Pour toute la partie qui ne concerne pas la pêche, il n’y a rien à dire, c’était parfait. La bonne humeur et la bonne ambiance étaient toujours au rendez-vous. Flo nous a fait des bons plats tous les jours et j’étais le chef du barbecue. Les équipements étaient parfaits, le cadre sublime et très impressionnant tellement le lac est immense. En ce qui concerne la pêche, nous restons légèrement sur notre faim. Nous n’avons pas eu de chance avec ce décalage de la période de reproduction.
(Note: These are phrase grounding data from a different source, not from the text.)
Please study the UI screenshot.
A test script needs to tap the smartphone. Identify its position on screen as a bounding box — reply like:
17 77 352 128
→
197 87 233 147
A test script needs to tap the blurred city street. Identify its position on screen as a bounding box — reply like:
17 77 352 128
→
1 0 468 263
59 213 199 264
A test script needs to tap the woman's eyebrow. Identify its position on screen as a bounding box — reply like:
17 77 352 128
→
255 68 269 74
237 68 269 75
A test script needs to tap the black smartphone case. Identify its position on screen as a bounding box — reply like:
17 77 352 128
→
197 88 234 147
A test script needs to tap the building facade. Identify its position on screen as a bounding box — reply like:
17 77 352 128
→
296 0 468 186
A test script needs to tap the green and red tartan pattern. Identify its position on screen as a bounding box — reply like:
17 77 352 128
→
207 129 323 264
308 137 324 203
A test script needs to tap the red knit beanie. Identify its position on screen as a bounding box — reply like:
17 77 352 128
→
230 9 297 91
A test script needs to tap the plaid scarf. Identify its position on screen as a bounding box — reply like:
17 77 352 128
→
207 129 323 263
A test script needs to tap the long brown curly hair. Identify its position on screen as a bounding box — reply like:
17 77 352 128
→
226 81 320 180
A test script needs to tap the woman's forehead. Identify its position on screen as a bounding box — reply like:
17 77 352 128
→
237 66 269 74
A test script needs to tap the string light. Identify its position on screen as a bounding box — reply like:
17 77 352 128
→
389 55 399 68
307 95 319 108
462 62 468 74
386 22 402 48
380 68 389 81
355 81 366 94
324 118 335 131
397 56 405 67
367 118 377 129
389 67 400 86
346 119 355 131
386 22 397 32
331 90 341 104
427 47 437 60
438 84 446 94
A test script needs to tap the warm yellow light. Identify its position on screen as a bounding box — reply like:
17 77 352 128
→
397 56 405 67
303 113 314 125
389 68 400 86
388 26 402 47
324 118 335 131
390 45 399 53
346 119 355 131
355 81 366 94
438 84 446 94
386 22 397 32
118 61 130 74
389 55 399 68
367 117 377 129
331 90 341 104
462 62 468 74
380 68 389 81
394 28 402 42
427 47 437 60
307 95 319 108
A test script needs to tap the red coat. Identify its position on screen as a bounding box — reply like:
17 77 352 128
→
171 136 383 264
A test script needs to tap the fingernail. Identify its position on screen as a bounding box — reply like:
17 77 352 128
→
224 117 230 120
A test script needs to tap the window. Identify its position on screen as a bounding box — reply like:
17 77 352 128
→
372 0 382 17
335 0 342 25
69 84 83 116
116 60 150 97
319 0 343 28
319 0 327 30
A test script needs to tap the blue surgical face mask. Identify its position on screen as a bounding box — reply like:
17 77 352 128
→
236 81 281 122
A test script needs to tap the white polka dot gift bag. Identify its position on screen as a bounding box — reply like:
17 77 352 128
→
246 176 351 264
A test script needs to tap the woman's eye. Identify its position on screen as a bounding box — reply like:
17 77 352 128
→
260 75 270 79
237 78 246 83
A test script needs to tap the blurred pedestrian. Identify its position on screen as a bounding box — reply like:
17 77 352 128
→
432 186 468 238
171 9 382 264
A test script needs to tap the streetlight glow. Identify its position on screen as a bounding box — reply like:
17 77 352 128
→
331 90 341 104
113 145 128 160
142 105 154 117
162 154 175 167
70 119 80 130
Je termine la semaine avec 28 brochets (82 poissons pour 4 pêcheurs) alors que je pensais en prendre le double (10 brochets par jour par pêcheur), mais c’est quelque chose qu’il faut accepter avant de partir, Ça peut arriver quand on réserve 6 mois à l’avance. Nous avons quand même la satisfaction d’avoir trouvé notre pêche, seuls, à force de recherche et d’observation. Malheureusement une semaine, c’est trop peu pour appréhender un espace aussi immense, même avec l’aide de nos deux sympathiques guides. Pour le choix des leurres, Ça a été du vite vu. Flo avait ramené au moins 200 leurres et il a pris tous ses poissons avec des spinners de deux ou trois coloris différents (tous achetés sur place). Il n’est donc pas nécessaire de se surcharger. Je pense que 20 ou 30 leurres bien choisis permettent de couvrir tous les cas de figure

Epilogue

Ce séjour m’a apporté beaucoup sur un plan personnel. J’ai pratiqué une pêche dont jusqu’ici, je n’étais pas grand fan : la pêche aux leurres. Je ne suis toujours pas un passionné, mais je dois bien admettre que tenter deux ou trois passages à vue sur un brochet qui rate le leurre ou qui ne se pique pas est plus prenant qu’une attente de deux heures pour voire un bouchon couler. J’ai fait la rencontre de gens formidables. Merci Flo pour les manœuvres en bateau, merci Jaqui et Robert pour votre bonne humeur ! J’ai mis le doigt dans un engrenage infernal, celui des destinations de pêche. Autant que possible, j’essayerai de partir une fois par an vers une nouvelle destination. Je retournerai sur le Malaren c’est certain, peut-être, comme le suggère Florent, en été, pour pêcher aux leurres de surface exclusivement, ou alors en automne pour tenter de prendre une grosse femelle avec un guide pour le soutien psychologique. Ce lac a tellement de potentiel qu’on ne peut que le survoler en une semaine.

suede7

suede-flo-29

 

Il me trotte toujours une question en tête depuis qu’on est rentré : on y retourne quand ??!!!!!!!!!